Not your Twitter stereotype, is he? (Not on Twitter, either.) He now brings his grace and wisdom to a church in the Southern USA, and I hope great things continue to happen for him.
More recently, I’ve been building an army of friends, a network developing initially through the Davenant Institute and #WeirdAnglicanTwitter. Amongst this growing army of friends are two excellent Baptist scholars, fellow Canadians — Fellowship Baptists, in fact, as were some very close friends in high school. So that’s a comfort. Anyway, I’ll name names since they’re on Twitter and Doing Various Good Things, not just academically but for Christ and His Church (which is what Christian academics ought to be doing), and these men are Ian Clary and Wyatt Graham.
They have a podcast that you should listen to, called “Into Theology”. They are on the cusp of finishing off reading through St Augustine’s Confessions together. So right away — #Notallbaptists. Augustine FTW.
Ian teaches at Colorado Christian University. He’s done a bunch of research into Baptist history, which is great. I like to see Baptists being Baptists and Anglicans being Anglicans. But I also like us being brothers in Christ. So, another thing you’ll learn by spending time on his Twitter feed is the fact that he prays the daily office from the Book of Common Prayer, and sometimes he posts prayers from it on Twitter. Which is just great and warms my Anglican heart. Besides Baptist stuff and the BCP, you’ll see some Bavinck, some Aquinas, the new Coleridge statue, and various other things. As I say, #Notallbaptists.
Wyatt teaches at Heritage Seminary, Redeemer University, and Ryle Seminary. He’s the president of The Gospel Coalition Canada and the ON/QC chapter of the Evangelical Theological Society. He also uses St Gregory of Nyssa and St Athanasius to teach the Psalms. And he live-tweeted his way through St Bernard’s On Grace and Free Will. Like a lot of Reformed guys, tweets Bavinck — he’s reading James Jordan right now, too, though. As I say, #Notallbaptists.
A third member of my growing army of friends is Tim Jacobs, an Aquinas guy. But I’ll just pause here. You get the idea.

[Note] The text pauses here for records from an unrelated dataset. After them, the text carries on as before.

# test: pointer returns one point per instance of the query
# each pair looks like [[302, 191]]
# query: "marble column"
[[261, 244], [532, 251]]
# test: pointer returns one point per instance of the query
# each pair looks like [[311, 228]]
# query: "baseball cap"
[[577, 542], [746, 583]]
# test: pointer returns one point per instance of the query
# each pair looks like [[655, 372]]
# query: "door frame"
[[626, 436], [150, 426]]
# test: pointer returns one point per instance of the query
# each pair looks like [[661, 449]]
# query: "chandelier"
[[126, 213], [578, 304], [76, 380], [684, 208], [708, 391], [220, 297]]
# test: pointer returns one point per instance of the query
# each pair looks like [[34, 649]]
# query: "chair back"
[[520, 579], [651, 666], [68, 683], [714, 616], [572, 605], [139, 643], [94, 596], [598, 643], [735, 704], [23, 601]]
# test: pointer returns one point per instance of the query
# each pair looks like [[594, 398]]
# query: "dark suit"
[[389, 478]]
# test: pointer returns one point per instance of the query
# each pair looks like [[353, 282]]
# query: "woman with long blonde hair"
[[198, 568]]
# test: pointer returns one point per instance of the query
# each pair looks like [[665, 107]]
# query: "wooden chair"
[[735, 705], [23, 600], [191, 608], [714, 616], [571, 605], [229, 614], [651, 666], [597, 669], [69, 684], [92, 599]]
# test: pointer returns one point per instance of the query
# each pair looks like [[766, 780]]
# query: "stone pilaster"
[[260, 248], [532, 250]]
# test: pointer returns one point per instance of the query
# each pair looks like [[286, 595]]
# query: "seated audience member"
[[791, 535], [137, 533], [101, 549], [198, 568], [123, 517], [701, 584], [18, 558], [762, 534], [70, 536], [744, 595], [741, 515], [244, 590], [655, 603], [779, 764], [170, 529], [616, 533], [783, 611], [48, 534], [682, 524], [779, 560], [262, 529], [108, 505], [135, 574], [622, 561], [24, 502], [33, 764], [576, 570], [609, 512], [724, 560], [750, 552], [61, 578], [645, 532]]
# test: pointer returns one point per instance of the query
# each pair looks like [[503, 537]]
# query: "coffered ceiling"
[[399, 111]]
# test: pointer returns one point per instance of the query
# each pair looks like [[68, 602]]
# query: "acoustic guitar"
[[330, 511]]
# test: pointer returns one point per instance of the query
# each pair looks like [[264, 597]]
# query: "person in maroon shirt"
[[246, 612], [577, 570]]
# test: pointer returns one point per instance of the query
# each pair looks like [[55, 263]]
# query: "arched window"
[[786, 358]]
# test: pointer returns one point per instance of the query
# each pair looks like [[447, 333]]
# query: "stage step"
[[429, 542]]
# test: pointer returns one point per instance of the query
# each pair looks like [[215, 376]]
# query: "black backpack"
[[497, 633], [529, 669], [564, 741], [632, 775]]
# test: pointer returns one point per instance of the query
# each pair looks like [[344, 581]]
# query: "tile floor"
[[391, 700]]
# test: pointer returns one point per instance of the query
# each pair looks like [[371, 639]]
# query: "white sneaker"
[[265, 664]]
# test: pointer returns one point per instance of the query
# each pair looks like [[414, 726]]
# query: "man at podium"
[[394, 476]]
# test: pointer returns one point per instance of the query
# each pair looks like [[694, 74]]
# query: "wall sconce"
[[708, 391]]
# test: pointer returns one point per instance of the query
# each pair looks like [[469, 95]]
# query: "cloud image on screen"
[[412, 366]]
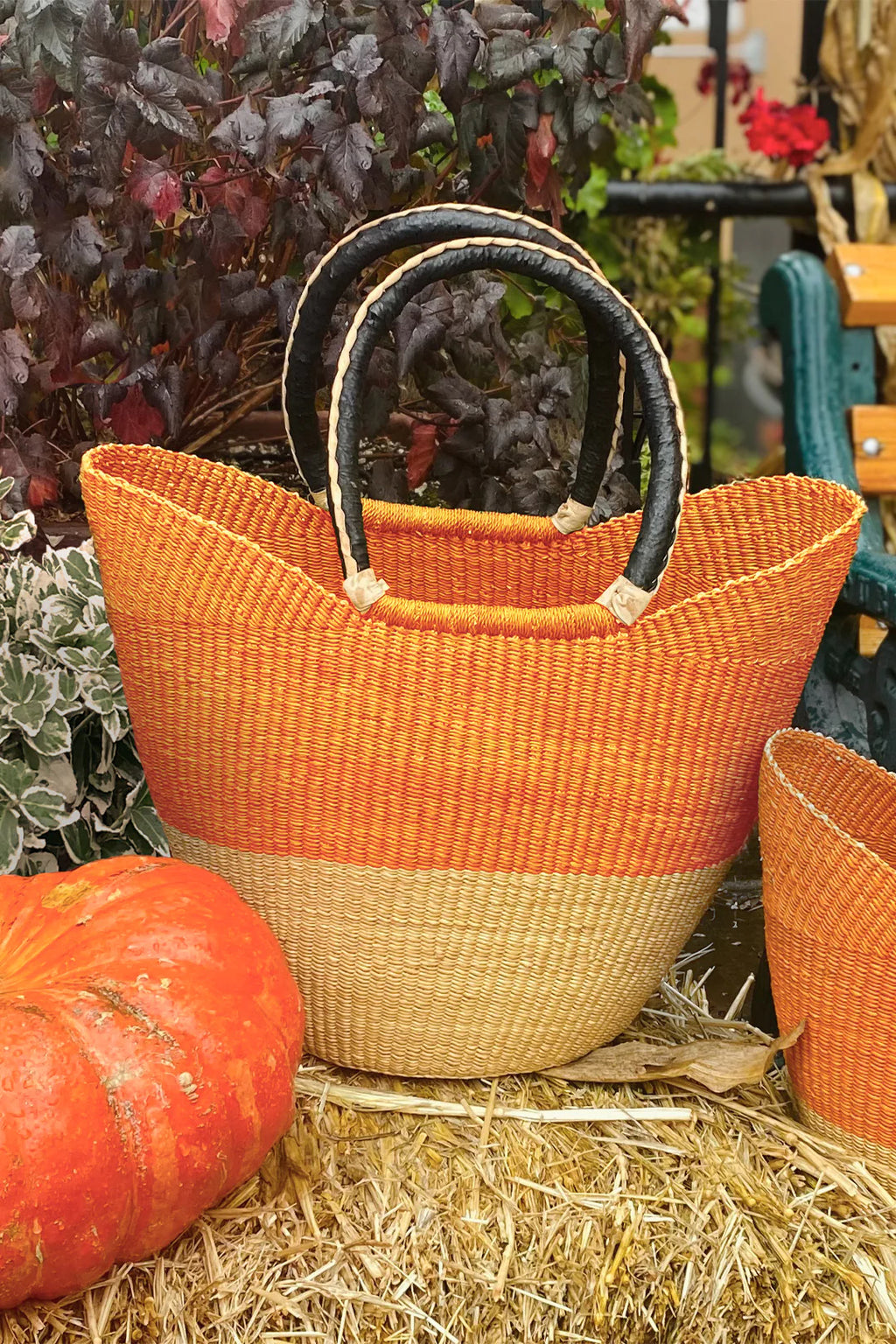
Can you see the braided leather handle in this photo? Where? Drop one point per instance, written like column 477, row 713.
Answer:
column 632, row 592
column 424, row 226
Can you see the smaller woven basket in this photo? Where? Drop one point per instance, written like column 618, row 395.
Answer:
column 828, row 831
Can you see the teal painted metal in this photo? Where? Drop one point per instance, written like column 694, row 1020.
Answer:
column 828, row 370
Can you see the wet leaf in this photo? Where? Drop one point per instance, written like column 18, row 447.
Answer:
column 359, row 58
column 500, row 18
column 19, row 250
column 80, row 250
column 164, row 393
column 286, row 120
column 572, row 57
column 285, row 293
column 394, row 104
column 225, row 368
column 421, row 454
column 285, row 25
column 22, row 156
column 240, row 193
column 456, row 38
column 348, row 153
column 156, row 186
column 514, row 57
column 243, row 130
column 220, row 17
column 640, row 22
column 718, row 1065
column 135, row 421
column 15, row 365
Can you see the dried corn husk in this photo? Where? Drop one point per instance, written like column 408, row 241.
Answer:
column 383, row 1226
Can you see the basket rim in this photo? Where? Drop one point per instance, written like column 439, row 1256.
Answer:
column 822, row 745
column 575, row 622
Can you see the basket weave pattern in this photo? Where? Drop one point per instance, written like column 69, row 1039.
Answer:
column 480, row 851
column 828, row 825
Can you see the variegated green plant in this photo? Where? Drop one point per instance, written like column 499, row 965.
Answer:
column 72, row 788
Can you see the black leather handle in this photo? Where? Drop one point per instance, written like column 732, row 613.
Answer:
column 424, row 226
column 629, row 594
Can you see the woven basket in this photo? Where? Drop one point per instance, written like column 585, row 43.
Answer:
column 484, row 817
column 828, row 830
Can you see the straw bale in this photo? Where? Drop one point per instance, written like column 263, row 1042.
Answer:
column 383, row 1226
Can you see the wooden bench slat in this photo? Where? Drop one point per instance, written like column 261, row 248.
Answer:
column 873, row 431
column 865, row 278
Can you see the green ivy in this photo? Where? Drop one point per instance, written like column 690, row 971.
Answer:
column 72, row 788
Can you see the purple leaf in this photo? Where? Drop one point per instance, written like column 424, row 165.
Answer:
column 359, row 58
column 19, row 252
column 243, row 132
column 20, row 164
column 394, row 104
column 348, row 153
column 285, row 292
column 15, row 363
column 103, row 336
column 225, row 368
column 80, row 253
column 165, row 394
column 206, row 347
column 413, row 60
column 456, row 39
column 24, row 296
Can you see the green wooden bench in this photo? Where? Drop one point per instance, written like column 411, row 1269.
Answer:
column 835, row 429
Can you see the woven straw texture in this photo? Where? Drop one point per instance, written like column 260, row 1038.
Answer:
column 480, row 851
column 828, row 827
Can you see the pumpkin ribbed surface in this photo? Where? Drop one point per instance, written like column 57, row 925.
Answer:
column 150, row 1031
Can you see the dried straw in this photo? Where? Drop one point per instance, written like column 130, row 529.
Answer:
column 477, row 1228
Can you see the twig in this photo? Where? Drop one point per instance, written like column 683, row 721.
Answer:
column 260, row 396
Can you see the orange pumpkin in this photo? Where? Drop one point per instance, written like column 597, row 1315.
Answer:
column 150, row 1031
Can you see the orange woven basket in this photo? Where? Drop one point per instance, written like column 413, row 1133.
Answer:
column 828, row 830
column 485, row 816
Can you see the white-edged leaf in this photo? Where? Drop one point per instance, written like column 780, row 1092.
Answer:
column 11, row 840
column 15, row 777
column 54, row 735
column 46, row 808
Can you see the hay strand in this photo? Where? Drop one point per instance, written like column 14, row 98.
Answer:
column 389, row 1226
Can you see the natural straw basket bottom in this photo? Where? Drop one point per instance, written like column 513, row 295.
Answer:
column 514, row 995
column 738, row 1228
column 850, row 1143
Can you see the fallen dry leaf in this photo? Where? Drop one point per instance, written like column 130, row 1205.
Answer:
column 718, row 1065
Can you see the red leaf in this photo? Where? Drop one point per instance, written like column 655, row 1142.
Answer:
column 42, row 489
column 238, row 193
column 42, row 94
column 220, row 17
column 421, row 454
column 135, row 421
column 155, row 186
column 540, row 150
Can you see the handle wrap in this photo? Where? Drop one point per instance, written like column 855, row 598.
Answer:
column 597, row 298
column 424, row 226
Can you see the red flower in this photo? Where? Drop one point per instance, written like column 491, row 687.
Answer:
column 794, row 135
column 739, row 78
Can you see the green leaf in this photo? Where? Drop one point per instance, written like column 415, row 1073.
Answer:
column 98, row 695
column 54, row 735
column 15, row 777
column 46, row 808
column 80, row 842
column 519, row 304
column 592, row 198
column 18, row 529
column 11, row 840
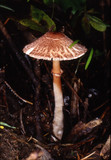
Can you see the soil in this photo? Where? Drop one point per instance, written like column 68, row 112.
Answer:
column 27, row 101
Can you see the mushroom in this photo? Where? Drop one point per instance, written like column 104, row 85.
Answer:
column 55, row 46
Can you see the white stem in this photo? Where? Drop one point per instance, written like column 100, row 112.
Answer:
column 58, row 112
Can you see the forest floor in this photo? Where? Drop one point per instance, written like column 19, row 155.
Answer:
column 26, row 84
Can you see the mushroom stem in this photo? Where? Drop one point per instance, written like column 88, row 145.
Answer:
column 58, row 96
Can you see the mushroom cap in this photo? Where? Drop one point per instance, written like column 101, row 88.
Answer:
column 54, row 46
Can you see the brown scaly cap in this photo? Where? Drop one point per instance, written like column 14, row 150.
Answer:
column 54, row 46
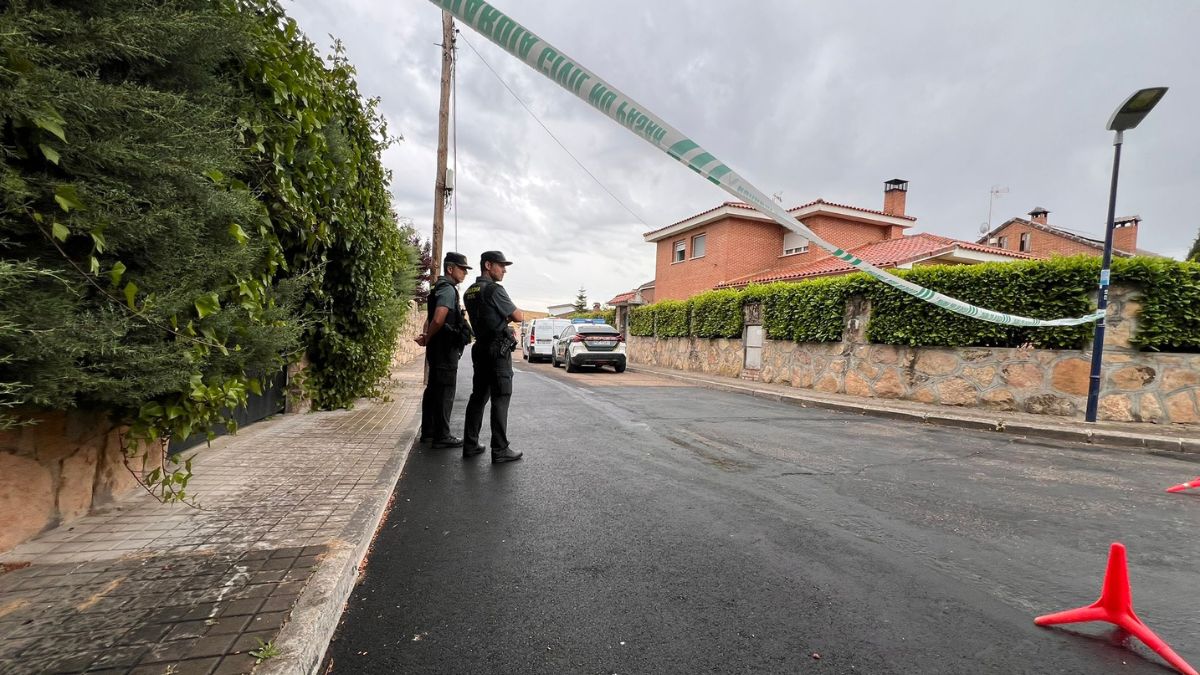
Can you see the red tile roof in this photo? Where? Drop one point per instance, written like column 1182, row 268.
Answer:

The second reason I’m writing this post is that I find these men encouraging because it felt like, for a while, the only evangelicals I know about who were into the Fathers and the medieval divines were fellow Anglicans, or American Methodists, except, like, DH Williams. And now I also know the work of Gavin Ortlund. This is great — if there is to be retrieval of the riches of ancient and medieval theology to benefit the whole church, it needs people working on it beyond the Anglicans, however great my predecessors’ achievements may be (consider the work of Henry Chadwick, Oliver O’Donovan, JND Kelly, Rowan Williams, Alistair Stewart, Tim Vivian, Christopher A Hall, and others if you’re interested in Anglicans and patristics).
So I’m thankful for the blessing these Baptist brothers are to me and to Christ’s church.